今は生活習慣病が問題になっていますから、低糖質や低脂質のパンが求められています。これらも試作を繰り返しながら開発を続けています。
最近では、日清食品さんとコラボした、「完全メシあんぱん」が話題になりました。これは、33種類の栄養素がバランスよくとれるという機能を持っています。

公式サイトで限定100セットを先行販売したのですが、瞬く間に完売しました。食事に時間をかけず、片手で手軽に必要な栄養をしっかり取るという、ニーズの高まりを感じたのです。
食文化のカジュアル傾向と、外食のエンターテイメント化もひとつの課題です。
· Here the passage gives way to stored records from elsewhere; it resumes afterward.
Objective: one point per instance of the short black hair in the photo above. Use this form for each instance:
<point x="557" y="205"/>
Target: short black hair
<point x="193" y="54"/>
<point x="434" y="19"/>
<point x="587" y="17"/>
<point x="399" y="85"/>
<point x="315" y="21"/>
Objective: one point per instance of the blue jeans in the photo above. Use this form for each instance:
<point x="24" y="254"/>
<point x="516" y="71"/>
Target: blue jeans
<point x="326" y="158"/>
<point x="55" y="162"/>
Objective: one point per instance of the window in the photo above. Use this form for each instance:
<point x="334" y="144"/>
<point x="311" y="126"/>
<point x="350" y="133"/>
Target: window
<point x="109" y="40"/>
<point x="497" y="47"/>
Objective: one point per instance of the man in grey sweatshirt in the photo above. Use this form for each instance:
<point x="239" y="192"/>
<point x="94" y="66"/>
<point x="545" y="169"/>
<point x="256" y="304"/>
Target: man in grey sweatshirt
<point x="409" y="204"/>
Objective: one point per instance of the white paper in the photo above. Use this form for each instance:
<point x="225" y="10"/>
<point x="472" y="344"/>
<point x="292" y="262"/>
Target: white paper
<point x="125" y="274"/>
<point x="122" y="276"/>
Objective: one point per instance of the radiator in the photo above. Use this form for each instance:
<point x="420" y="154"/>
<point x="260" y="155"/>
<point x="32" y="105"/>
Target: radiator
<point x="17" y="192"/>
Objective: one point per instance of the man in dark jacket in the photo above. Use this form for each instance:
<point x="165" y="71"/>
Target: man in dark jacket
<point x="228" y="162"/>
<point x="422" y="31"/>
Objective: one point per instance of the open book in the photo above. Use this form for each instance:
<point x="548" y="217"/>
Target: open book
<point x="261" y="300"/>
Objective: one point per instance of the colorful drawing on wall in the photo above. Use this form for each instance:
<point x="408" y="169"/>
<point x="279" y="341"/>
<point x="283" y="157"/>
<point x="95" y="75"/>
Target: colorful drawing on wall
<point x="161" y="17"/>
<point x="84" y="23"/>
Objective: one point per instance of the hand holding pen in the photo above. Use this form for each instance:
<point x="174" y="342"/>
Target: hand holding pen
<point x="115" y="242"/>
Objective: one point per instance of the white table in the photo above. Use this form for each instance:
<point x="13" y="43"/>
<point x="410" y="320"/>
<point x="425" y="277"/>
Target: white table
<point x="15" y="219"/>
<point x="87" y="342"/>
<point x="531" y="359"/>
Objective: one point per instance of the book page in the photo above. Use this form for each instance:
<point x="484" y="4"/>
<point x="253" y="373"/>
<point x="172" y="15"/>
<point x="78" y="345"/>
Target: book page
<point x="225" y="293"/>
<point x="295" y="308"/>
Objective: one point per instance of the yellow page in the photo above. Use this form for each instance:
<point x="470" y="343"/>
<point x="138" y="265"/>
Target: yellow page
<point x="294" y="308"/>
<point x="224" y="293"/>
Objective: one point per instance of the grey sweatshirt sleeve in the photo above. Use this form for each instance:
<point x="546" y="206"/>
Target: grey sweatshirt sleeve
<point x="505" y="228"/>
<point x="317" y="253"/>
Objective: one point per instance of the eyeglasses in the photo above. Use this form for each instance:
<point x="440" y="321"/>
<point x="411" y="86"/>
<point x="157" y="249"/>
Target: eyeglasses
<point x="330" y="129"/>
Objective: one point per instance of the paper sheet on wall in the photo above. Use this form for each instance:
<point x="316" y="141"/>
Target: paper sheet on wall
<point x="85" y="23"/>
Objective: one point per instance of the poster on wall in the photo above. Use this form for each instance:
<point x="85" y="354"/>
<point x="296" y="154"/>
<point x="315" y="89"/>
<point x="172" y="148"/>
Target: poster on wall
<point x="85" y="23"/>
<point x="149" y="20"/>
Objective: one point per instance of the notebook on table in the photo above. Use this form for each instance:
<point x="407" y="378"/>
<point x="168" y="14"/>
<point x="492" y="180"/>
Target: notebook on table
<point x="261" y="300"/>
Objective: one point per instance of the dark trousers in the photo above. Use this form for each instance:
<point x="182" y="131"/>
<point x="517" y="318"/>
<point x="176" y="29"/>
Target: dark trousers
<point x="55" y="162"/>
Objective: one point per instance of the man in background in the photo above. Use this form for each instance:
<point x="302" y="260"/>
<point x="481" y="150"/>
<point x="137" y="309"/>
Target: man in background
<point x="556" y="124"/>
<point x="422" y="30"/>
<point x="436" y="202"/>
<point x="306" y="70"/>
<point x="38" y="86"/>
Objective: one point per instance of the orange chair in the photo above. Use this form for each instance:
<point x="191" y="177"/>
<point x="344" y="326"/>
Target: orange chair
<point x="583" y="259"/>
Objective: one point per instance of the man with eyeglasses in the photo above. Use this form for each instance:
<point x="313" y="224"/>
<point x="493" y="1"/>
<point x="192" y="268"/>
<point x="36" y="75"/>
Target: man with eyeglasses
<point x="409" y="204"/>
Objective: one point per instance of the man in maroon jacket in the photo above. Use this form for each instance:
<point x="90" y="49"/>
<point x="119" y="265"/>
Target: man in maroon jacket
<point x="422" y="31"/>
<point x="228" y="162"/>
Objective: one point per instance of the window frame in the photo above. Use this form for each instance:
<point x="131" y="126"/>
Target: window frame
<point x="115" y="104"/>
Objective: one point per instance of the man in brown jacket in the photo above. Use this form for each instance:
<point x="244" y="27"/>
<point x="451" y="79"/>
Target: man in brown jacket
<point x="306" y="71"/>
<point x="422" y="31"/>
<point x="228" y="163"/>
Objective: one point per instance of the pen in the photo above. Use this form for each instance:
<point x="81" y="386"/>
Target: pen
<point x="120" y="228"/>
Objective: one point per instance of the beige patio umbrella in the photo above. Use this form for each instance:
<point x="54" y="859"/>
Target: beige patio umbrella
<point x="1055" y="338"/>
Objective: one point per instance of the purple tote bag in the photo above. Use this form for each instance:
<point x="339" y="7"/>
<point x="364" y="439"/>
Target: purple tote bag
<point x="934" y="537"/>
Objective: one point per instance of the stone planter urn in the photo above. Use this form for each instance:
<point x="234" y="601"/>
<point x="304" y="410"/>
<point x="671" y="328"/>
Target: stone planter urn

そこで、山手線のエキナカに「キムラスタンド」という飲み物とサンドイッチを手軽に楽しめるお店を出店しました。新しいのにレトロで懐かしいキムラスタンドは、ハムカツサンドや卵サンドなどボリュームがあるサンドイッチとドリンクを提供しており、20~30年代の方を中心に支持をいただいています。このようなサブブランドの開発も重ねていく予定です。
時代に合わせて、皆に知っていただくことも、伝統をつないでいくために大切なこと。キムラスタンドは、懐かしさがありながらも、トレンド感を盛り込んだデザインにしました。若い世代の人たちへの、知っていただくきっかけになっています。

コロナを経て、健康への意識や「命を大切にする」という実感を多くの人が得ていると感じています。食は喜びであり、同時に命の源です。そして健やかな体を維持するには、日々の食生活が大切。そこに私たちのパンが貢献ができるように、これからも挑戦を続けていきます。